Optimized Hot Spot Analysis (Spatial Statistics)

ArcGIS Pro 3.4 | | Help archive

Summary

Given incident points or weighted features (points or polygons), creates a map of statistically significant hot and cold spots using the Getis-Ord Gi* statistic. It evaluates the characteristics of the input feature class to produce optimal results.

Learn more about how Optimized Hot Spot Analysis works

Illustration

Optimized Hot Spot Analysis tool illustration

Usage

  • This tool identifies statistically significant spatial clusters of high values (hot spots) and low values (cold spots). It automatically aggregates incident data, identifies an appropriate scale of analysis, and corrects for both multiple testing and spatial dependence. This tool interrogates your data in order to determine settings that will produce optimal hot spot analysis results. If you want full control over these settings, use the Hot Spot Analysis tool instead.

    Note:

    Incident data are points representing events (crime, traffic accidents) or objects (trees, stores) where your focus is on presence or absence rather than a measured attribute associated with each point.

  • The computed settings used to produce optimal hot spot analysis results are reported as messages during tool execution. The associated workflows and algorithms are explained in How Optimized Hot Spot Analysis works.

  • This tool creates a new Output Feature Class with a z-score, p-value and confidence level bin (Gi_Bin) for each feature in the Input Feature Class. It also includes a field (NNeighbors) with the number of neighbors each feature included in its calculations.

  • The output of this tool includes a histogram charting the value of the variable analyzed (either the Analysis Field or the incident count within each polygon).
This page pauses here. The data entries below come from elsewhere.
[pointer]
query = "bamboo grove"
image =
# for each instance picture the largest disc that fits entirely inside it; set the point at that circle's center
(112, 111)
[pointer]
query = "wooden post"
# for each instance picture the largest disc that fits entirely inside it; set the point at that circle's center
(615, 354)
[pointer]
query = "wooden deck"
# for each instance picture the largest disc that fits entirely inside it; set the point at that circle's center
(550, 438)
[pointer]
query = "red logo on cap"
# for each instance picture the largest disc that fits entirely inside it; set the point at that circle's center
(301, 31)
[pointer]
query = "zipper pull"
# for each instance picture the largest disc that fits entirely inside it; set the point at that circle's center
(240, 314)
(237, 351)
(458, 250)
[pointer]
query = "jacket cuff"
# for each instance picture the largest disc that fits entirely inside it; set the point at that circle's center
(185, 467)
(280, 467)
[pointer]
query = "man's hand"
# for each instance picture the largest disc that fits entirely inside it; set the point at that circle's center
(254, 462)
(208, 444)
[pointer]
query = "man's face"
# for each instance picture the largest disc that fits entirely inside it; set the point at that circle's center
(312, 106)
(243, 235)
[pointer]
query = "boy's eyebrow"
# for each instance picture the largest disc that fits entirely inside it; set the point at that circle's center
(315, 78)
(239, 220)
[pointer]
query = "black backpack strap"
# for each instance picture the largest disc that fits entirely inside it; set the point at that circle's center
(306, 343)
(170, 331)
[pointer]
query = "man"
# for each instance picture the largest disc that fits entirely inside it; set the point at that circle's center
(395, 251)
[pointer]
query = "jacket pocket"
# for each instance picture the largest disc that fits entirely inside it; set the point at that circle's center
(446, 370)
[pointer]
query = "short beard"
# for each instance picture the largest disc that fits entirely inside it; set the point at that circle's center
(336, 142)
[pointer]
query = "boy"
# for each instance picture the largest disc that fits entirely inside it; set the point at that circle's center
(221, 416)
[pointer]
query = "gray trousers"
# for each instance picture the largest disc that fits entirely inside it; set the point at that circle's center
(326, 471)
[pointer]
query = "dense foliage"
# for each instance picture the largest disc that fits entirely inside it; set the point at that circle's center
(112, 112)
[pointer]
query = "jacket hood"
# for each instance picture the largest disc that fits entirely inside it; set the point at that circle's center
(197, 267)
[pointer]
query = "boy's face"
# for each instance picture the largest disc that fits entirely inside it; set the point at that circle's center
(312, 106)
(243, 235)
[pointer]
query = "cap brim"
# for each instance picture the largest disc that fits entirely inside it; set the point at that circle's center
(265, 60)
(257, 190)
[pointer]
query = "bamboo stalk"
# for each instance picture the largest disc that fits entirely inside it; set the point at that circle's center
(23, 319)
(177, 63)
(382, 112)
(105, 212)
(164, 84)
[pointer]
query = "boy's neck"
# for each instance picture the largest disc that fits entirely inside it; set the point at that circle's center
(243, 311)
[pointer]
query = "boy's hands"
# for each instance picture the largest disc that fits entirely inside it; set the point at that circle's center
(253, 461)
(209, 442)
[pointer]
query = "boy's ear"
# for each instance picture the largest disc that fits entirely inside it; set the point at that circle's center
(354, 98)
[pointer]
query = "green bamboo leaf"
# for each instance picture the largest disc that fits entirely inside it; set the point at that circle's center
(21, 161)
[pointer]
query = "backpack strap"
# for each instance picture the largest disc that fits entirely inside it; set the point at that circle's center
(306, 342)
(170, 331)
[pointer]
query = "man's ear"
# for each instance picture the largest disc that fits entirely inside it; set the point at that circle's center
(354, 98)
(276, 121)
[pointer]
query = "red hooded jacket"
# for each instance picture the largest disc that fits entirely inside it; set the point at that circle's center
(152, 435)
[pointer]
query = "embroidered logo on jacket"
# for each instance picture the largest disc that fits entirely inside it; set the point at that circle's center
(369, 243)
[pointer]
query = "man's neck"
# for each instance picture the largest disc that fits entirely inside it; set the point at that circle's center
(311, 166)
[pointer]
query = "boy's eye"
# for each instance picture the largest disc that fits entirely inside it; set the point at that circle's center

The chart can be accessed by selecting the List By Charts tab List By Charts on the Contents pane.

  • The Gi_Bin field identifies statistically significant hot and cold spots, corrected for multiple testing and spatial dependence using the False Discovery Rate (FDR) correction method. Features in the +/-3 bins (features with a Gi_Bin value of either +3 or -3) are statistically significant at the 99 percent confidence level; features in the +/-2 bins reflect a 95 percent confidence level; features in the +/-1 bins reflect a 90 percent confidence level; and the clustering for features with 0 for the Gi_Bin field is not statistically significant.

  • The z-score and p-value fields do not reflect any kind of FDR (False Discovery Rate) correction. For more information on z-scores and p-values, see What is a z-score? What is a p-value?

  • When the Input Feature Class is not projected (that is, when coordinates are given in degrees, minutes, and seconds) or when the output coordinate system is set to a Geographic Coordinate System, distances are computed using chordal measurements. Chordal distance measurements are used because they can be computed quickly and provide very good estimates of true geodesic distances, at least for points within about thirty degrees of each other. Chordal distances are based on an oblate spheroid. Given any two points on the earth's surface, the chordal distance between them is the length of a line, passing through the three-dimensional earth, to connect those two points. Chordal distances are reported in meters.

    Caution:

    Be sure to project your data if your study area extends beyond 30 degrees. Chordal distances are not a good estimate of geodesic distances beyond 30 degrees.

  • The Input Features can be points or polygons. With polygons, an Analysis Field is required.

  • If you provide an Analysis Field, it should contain a variety of values. The math for this statistic requires some variation in the variable being analyzed; for example, it cannot solve if all input values are 1.

  • With an Analysis Field, this tool is appropriate for all data (points or polygons) including sampled data. In fact, this tool is effective and reliable even in cases where there is oversampling. With lots of features (oversampling), the tool has more information to compute accurate and reliable results. With few features (undersampling), the tool will still do all it can to produce accurate and reliable results, but there will be less information to work with.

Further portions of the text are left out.